To estimate the effect of geometric parameters of a CNT-based support under given synthesis conditions on the resulting characteristics of the CL (platinum particle size, EASA), a semi-empirical model was proposed using a random uniform distribution of particles over the CNT surface. Based on the obtained distribution, the EASA of the electrocatalyst was estimated and further used to evaluate the performance of the CL as part of the PEMFC.

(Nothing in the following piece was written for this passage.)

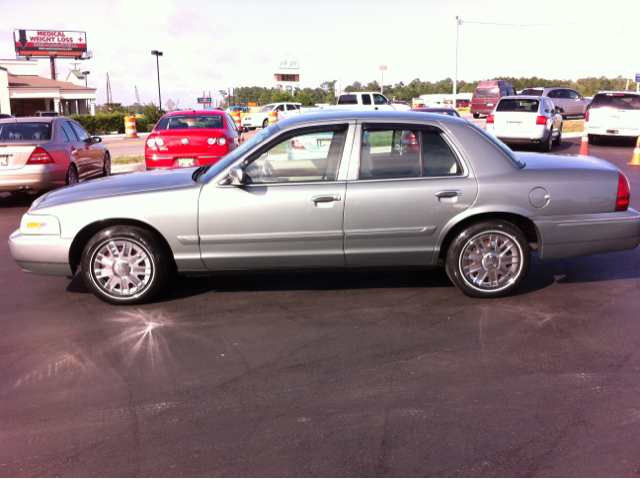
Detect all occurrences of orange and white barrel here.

The applicability of the proposed model for calculating the CL parameters and I–V curves of the model PEMFC was shown. The accuracy of the proposed simulation of the CNT-based CLs did not depend on the electrocatalyst synthesis method used. An increase in the EASA with decreasing platinum loading of the CL was shown for the CNT-based electrocatalysts. When calculating the I–V curves of the model PEMFC, it was found that the properties of the CNT-based CCLs could be successfully used to improve the PEMFC performance efficiency under conditions of low humidity of inlet gases. The results of the proposed model simulations highly correlate with previously published experimental data.